The Breakfast Table

MSFT: It’s Not Over Till the Three Judges Sing


I’ll take you up on your offer to move on from dot-coms to Microsoft.

It’s all about the appeal now, which, thanks to yesterday’s news, will apparently be soon. Microsoft has a more than fighting chance.

Let’s start with the judge. Microsoft prevailed at the appeals court on related issues way back, with the higher court reversing Judge Jackson. That shows that the appeals court will be willing to thoroughly question this judge’s work and won’t show him deference just because the decision bears his name.

Second, Judge Jackson back in November issued a scathing “findings of fact” that basically sealed Microsoft’s fate in his hands. It’s extremely hard for appeals courts to overrule a district court on factual findings, on the theory that the trial court is closer to the details and better positioned to make a judgment. Generally an appeals court can only overrule findings of fact that are “clearly erroneous.”
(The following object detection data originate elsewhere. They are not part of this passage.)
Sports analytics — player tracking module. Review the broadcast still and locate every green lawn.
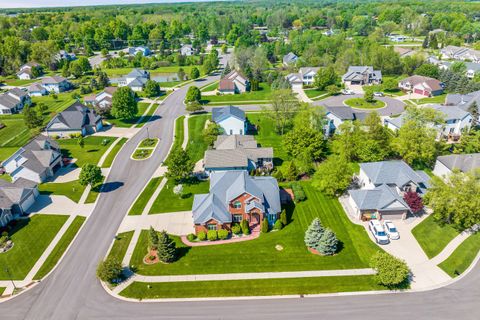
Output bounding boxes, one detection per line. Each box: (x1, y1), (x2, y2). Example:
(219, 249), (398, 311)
(438, 232), (480, 277)
(304, 89), (327, 99)
(412, 93), (447, 104)
(120, 276), (385, 299)
(38, 180), (85, 203)
(130, 182), (380, 275)
(0, 214), (68, 280)
(33, 216), (86, 280)
(128, 177), (162, 216)
(202, 83), (272, 103)
(57, 136), (117, 168)
(106, 102), (150, 128)
(247, 112), (290, 165)
(102, 138), (128, 168)
(412, 215), (458, 259)
(108, 231), (134, 262)
(182, 114), (211, 162)
(344, 98), (385, 109)
(148, 180), (210, 214)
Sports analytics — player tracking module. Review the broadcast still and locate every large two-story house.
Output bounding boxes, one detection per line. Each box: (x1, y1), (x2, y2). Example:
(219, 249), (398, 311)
(2, 135), (62, 183)
(348, 160), (430, 220)
(204, 134), (273, 172)
(192, 170), (281, 233)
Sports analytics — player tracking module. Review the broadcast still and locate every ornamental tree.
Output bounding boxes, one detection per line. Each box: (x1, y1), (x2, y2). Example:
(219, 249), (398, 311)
(370, 251), (410, 288)
(157, 231), (177, 262)
(403, 191), (423, 213)
(110, 87), (138, 119)
(304, 218), (325, 250)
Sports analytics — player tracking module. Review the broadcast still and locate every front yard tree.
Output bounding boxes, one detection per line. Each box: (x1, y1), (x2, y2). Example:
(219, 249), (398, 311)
(166, 148), (194, 182)
(403, 191), (423, 213)
(424, 171), (480, 230)
(304, 218), (325, 250)
(148, 226), (158, 250)
(145, 79), (160, 98)
(110, 87), (138, 119)
(97, 257), (122, 283)
(190, 67), (200, 79)
(370, 251), (410, 288)
(312, 155), (353, 197)
(265, 89), (300, 135)
(78, 163), (103, 187)
(157, 231), (177, 263)
(317, 228), (338, 256)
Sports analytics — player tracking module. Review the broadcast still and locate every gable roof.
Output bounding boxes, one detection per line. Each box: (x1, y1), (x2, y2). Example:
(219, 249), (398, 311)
(212, 106), (246, 123)
(437, 153), (480, 172)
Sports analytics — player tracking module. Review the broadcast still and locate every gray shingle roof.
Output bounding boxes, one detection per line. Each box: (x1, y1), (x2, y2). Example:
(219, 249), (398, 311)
(212, 106), (246, 123)
(437, 153), (480, 172)
(192, 170), (281, 224)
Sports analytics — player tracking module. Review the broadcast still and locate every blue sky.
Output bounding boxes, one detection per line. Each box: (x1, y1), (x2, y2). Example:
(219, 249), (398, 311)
(0, 0), (219, 8)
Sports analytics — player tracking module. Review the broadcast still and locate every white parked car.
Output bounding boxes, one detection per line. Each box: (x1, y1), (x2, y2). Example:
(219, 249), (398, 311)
(368, 220), (390, 244)
(383, 220), (400, 240)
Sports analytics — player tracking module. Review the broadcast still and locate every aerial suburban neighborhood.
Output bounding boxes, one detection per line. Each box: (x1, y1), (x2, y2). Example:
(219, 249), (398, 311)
(0, 0), (480, 320)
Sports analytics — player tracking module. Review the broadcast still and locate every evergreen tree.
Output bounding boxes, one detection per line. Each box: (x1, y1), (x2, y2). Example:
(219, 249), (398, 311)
(317, 228), (338, 256)
(304, 218), (325, 250)
(157, 231), (177, 262)
(148, 226), (158, 250)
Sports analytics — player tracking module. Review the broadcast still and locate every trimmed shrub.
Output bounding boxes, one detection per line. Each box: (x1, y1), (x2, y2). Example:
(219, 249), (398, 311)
(218, 229), (229, 240)
(273, 220), (283, 230)
(232, 223), (242, 234)
(240, 219), (250, 235)
(261, 219), (268, 233)
(197, 231), (207, 241)
(207, 230), (218, 241)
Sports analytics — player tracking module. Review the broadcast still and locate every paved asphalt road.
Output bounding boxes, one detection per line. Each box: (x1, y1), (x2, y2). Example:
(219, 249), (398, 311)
(313, 94), (405, 116)
(0, 53), (480, 320)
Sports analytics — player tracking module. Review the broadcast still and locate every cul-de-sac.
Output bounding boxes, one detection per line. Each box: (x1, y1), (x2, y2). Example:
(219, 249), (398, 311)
(0, 0), (480, 320)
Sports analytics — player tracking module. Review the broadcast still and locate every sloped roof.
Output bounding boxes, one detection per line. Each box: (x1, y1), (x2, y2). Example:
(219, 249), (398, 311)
(360, 160), (428, 187)
(212, 106), (246, 123)
(437, 153), (480, 172)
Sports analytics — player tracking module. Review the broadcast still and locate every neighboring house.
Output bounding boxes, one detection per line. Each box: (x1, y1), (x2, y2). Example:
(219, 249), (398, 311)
(118, 68), (150, 91)
(282, 52), (298, 67)
(128, 46), (151, 57)
(192, 170), (281, 233)
(17, 62), (40, 80)
(27, 82), (48, 97)
(2, 135), (62, 183)
(349, 160), (430, 220)
(324, 106), (368, 137)
(180, 44), (195, 56)
(45, 101), (102, 138)
(398, 76), (443, 97)
(204, 134), (273, 172)
(433, 153), (480, 177)
(0, 178), (38, 227)
(0, 88), (32, 114)
(218, 70), (250, 94)
(212, 106), (247, 135)
(285, 67), (320, 89)
(342, 66), (382, 85)
(42, 76), (71, 93)
(384, 105), (473, 141)
(83, 87), (118, 109)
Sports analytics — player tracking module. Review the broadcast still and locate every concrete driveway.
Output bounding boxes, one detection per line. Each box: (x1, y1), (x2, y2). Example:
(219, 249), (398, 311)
(313, 94), (405, 116)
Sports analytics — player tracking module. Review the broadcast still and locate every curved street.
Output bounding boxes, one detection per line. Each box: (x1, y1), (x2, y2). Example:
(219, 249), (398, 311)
(0, 53), (480, 320)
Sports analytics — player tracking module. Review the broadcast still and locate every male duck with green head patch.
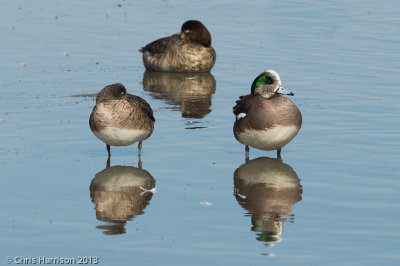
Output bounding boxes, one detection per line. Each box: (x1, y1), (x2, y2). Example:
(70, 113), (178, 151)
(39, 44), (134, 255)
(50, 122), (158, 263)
(233, 70), (302, 158)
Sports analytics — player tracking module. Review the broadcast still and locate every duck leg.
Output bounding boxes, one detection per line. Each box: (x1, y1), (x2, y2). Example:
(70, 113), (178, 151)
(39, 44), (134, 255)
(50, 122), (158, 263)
(138, 155), (142, 169)
(138, 141), (142, 157)
(138, 141), (142, 169)
(106, 156), (111, 168)
(106, 144), (111, 157)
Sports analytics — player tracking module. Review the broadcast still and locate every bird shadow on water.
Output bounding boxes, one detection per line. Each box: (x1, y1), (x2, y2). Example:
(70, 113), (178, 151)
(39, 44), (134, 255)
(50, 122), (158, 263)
(143, 70), (216, 129)
(89, 158), (155, 235)
(233, 157), (303, 256)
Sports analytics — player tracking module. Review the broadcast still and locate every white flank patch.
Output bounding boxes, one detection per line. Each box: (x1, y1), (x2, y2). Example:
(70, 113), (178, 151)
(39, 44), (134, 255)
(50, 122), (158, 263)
(93, 127), (149, 146)
(239, 126), (299, 151)
(236, 113), (246, 120)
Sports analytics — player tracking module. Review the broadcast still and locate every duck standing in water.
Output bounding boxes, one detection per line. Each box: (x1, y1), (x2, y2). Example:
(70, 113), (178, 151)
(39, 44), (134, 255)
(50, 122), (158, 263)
(139, 20), (216, 72)
(89, 83), (155, 161)
(233, 70), (302, 159)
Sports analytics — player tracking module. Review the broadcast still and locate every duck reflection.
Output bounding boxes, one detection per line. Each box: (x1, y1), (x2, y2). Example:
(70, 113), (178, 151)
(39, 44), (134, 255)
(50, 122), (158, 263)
(143, 71), (216, 118)
(234, 157), (303, 246)
(89, 163), (155, 235)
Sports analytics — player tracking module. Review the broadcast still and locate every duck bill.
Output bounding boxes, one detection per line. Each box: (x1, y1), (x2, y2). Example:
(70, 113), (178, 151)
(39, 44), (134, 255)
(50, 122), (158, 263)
(276, 87), (294, 96)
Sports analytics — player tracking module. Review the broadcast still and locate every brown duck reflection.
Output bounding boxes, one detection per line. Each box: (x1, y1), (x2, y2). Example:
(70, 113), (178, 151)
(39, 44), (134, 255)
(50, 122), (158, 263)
(143, 71), (216, 118)
(89, 163), (155, 235)
(234, 157), (303, 242)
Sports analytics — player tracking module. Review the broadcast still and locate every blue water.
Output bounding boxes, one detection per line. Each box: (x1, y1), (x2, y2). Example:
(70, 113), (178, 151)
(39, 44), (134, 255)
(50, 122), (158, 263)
(0, 0), (400, 265)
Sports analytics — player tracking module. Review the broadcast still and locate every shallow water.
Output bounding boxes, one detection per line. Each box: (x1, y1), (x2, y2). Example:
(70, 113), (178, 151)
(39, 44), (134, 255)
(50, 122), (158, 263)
(0, 0), (400, 265)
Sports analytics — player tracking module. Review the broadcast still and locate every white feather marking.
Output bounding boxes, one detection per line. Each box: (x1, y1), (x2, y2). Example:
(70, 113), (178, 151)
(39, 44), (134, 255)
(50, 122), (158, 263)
(93, 127), (149, 146)
(239, 126), (299, 150)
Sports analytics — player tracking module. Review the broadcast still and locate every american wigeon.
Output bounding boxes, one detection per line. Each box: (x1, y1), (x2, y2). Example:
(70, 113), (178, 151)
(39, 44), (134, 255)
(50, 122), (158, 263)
(233, 70), (302, 157)
(89, 83), (155, 156)
(139, 20), (216, 72)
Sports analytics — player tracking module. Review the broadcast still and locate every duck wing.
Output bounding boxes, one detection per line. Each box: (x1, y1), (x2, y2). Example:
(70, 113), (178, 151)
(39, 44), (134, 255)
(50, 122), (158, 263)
(139, 34), (182, 54)
(233, 94), (253, 116)
(127, 94), (156, 122)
At first blush, it seems that this procedural posture would weigh in the government’s favor. But it’s possible that the D.C. Circuit might be a touch suspicious, and in turn resentful, that the district tried to tie the appeals court’s hands by issuing such a sweeping factual ruling.

Third, at least back in the mid-’90s (I haven’t followed it closely since) the D.C. Circuit appeals court was relatively “conservative,” which suggests it would be loath to affirm such an extreme anti-business/pro-government remedy as a breakup. Much will depend on the specific three-judge panel assigned to the case.

Finally, the whole aura feels like too much fanfare, not enough facts. Sure, Microsoft was arrogant and brought on a lot of its own woes. But those AGs were media sluts, pardon the vernacular. Hopefully, in the more removed court of appeals, the issues will get heard unfettered.

BTW: I’m not sure how a reversal would play for the stock. As the market is said to love certainty, it might favor closure in the form of a legal affirmance and corporate breakup over a reversal that included continued litigation.